- Secretary-General: Abdulrahman Pirani
- Founder: Nasir Subhani
- Founded: 1980
- Headquarters: Tehran, Iran
- Ideology: Islamism; Islamic democracy; Reformism;
- Religion: Sunni Islam
- International affiliation: Muslim Brotherhood (Unofficial)
- Slogan: Arabic: إِنْ أُرِيدُ إِلَّا الْإِصْلَاحَ "I Only Intend Reform."^{[Quran 11:88]}; Persian: آزادی، عدالت، برادری "Liberty, Justice, Fraternity";
- Parliament: 0 / 290
- Sanandaj City Council: 4 / 13 (31%)

Website
- islahweb.org

= Iranian Call and Reform Organization =

Iranian Call and Reform Organization (Note: Iranian Call and Reform Organization is the translation used by the islahweb.org, affiliated with the group. "Community for Advocacy and Reform of Iran" and "Gathering to Call and Reform Iran" are alternative translations available in the sources.) (جماعت دعوت و اصلاح ایران) is a Sunni Islamist political organization in Iran. The majority of its members are Kurdish, roughly making up half of the organization.
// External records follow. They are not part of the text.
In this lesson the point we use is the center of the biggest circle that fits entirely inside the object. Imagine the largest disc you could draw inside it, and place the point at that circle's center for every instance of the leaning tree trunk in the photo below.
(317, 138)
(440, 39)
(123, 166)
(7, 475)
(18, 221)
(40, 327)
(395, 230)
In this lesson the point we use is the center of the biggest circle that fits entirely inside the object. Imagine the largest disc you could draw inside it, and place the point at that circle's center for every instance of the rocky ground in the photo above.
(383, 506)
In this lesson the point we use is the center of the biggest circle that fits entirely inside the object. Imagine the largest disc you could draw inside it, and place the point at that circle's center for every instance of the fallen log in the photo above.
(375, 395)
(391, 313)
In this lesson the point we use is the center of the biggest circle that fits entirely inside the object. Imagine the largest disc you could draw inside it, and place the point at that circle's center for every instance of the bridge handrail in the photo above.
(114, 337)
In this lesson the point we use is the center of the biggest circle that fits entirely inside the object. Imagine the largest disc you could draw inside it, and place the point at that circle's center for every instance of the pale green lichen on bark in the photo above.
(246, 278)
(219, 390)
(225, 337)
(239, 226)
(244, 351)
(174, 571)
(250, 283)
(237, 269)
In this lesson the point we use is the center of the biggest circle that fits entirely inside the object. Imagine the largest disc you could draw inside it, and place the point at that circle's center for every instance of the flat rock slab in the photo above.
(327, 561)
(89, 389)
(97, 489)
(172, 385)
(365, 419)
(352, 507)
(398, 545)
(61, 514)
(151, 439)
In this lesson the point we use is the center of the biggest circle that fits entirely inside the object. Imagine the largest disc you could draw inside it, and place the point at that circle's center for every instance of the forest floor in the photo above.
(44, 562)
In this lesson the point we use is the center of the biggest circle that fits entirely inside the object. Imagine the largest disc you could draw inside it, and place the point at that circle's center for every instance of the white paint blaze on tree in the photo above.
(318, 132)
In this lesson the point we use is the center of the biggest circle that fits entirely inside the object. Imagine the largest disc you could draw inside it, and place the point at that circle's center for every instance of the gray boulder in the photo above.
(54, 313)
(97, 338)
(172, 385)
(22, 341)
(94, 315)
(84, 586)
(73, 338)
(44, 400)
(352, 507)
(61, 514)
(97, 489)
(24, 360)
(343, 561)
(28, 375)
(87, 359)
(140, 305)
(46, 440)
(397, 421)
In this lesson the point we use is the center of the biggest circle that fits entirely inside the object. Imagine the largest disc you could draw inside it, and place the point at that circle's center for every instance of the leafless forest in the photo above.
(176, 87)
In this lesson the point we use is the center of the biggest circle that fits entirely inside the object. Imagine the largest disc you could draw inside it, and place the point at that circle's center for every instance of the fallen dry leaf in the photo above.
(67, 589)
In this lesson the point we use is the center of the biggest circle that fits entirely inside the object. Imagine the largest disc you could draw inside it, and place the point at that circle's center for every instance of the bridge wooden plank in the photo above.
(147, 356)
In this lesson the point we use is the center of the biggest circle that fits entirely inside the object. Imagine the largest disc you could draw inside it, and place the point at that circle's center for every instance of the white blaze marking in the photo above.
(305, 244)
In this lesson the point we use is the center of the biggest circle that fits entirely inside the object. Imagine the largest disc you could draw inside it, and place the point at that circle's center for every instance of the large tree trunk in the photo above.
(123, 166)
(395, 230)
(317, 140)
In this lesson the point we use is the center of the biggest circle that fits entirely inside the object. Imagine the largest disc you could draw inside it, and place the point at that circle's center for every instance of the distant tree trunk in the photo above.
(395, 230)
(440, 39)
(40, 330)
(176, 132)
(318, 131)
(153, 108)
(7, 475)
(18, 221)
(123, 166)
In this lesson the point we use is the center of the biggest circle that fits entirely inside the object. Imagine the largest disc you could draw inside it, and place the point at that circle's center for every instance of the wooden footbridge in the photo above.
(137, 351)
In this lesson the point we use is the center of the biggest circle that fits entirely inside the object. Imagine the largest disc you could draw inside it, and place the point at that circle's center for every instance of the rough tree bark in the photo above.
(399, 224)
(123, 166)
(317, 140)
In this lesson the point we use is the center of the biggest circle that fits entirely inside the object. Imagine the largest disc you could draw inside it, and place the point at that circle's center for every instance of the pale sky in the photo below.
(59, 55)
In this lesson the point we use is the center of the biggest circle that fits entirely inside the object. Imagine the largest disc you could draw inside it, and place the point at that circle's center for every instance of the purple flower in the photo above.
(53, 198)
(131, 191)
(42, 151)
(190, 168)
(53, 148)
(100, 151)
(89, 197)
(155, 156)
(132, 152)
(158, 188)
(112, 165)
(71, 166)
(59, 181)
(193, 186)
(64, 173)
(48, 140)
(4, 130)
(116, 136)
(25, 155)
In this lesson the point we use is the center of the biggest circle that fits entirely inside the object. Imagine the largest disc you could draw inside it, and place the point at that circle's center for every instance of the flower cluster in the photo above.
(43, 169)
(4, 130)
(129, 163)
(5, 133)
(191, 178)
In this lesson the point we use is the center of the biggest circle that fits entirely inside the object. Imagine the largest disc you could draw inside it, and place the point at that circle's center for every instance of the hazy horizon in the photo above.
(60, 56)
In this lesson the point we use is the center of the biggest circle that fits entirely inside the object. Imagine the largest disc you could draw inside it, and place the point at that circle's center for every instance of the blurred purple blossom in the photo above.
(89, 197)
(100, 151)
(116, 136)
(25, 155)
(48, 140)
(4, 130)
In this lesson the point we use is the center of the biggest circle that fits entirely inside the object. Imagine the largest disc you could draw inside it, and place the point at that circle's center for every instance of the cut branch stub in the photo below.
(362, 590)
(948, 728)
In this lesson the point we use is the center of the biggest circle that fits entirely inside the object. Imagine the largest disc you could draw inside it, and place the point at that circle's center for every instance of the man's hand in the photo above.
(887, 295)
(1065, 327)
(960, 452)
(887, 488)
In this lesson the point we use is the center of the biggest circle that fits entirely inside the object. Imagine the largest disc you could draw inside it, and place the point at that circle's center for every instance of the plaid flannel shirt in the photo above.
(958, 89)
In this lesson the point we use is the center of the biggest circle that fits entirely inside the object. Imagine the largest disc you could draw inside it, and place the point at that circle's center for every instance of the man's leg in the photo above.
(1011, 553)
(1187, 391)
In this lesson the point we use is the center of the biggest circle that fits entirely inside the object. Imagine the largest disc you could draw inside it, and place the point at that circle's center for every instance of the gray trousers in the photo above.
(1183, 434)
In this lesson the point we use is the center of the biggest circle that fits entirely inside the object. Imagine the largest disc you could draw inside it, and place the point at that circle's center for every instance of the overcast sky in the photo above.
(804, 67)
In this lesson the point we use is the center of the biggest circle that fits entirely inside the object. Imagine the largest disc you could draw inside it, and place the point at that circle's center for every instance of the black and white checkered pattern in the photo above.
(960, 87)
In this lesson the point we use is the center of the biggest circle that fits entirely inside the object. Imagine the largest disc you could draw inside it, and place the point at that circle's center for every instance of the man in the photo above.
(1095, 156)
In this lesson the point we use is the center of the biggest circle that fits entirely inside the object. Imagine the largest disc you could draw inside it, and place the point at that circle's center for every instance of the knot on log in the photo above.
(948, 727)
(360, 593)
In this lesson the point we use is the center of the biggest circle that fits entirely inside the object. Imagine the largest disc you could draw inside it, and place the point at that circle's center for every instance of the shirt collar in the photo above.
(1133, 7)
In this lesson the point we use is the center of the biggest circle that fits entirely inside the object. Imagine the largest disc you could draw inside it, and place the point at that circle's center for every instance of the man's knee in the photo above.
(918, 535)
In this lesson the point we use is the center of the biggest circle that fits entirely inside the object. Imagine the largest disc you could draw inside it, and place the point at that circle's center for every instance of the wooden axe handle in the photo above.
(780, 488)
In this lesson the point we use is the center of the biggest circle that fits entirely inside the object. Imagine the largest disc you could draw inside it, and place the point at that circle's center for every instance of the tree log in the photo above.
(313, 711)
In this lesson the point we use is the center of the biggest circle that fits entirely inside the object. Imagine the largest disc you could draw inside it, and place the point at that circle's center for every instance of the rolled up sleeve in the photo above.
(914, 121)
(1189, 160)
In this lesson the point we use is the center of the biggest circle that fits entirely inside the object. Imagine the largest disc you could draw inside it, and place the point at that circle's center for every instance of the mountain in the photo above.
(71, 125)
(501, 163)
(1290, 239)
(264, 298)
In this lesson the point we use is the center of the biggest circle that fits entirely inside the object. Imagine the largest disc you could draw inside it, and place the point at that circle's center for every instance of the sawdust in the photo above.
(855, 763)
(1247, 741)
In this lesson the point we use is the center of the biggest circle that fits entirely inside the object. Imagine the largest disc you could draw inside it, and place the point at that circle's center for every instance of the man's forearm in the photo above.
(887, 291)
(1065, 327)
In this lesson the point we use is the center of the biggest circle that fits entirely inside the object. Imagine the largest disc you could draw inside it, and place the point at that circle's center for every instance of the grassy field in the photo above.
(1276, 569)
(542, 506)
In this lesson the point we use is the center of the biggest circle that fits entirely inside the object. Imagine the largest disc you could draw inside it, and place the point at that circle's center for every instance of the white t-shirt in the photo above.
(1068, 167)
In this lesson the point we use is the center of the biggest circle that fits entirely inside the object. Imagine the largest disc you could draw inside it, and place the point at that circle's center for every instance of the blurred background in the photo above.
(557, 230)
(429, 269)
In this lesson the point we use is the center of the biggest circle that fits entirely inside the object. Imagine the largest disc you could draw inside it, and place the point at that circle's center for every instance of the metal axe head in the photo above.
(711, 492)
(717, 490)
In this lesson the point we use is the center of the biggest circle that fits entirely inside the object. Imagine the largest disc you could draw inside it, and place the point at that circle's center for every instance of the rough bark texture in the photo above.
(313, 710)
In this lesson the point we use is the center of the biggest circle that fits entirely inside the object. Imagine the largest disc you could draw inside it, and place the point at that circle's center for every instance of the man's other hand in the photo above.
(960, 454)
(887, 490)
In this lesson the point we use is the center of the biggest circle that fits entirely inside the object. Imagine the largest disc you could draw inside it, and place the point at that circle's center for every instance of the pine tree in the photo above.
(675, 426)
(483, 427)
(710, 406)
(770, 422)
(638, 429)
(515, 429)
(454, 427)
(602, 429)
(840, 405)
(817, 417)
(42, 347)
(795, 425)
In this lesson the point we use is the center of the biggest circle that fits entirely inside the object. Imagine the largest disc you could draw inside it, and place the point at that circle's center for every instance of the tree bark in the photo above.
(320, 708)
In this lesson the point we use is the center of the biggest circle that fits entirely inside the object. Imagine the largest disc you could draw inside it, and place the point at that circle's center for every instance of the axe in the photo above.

It is not legally registered as a political group, however like reformists in Iran, it seeks reforms in the government while complying within the framework of Iranian government.

The party is allegedly tied with the Muslim Brotherhood, however it states there is no affiliation.

According to Ali Rebaz, a senior Kurdistan Islamic Union politician, the two parties have good relations with each other.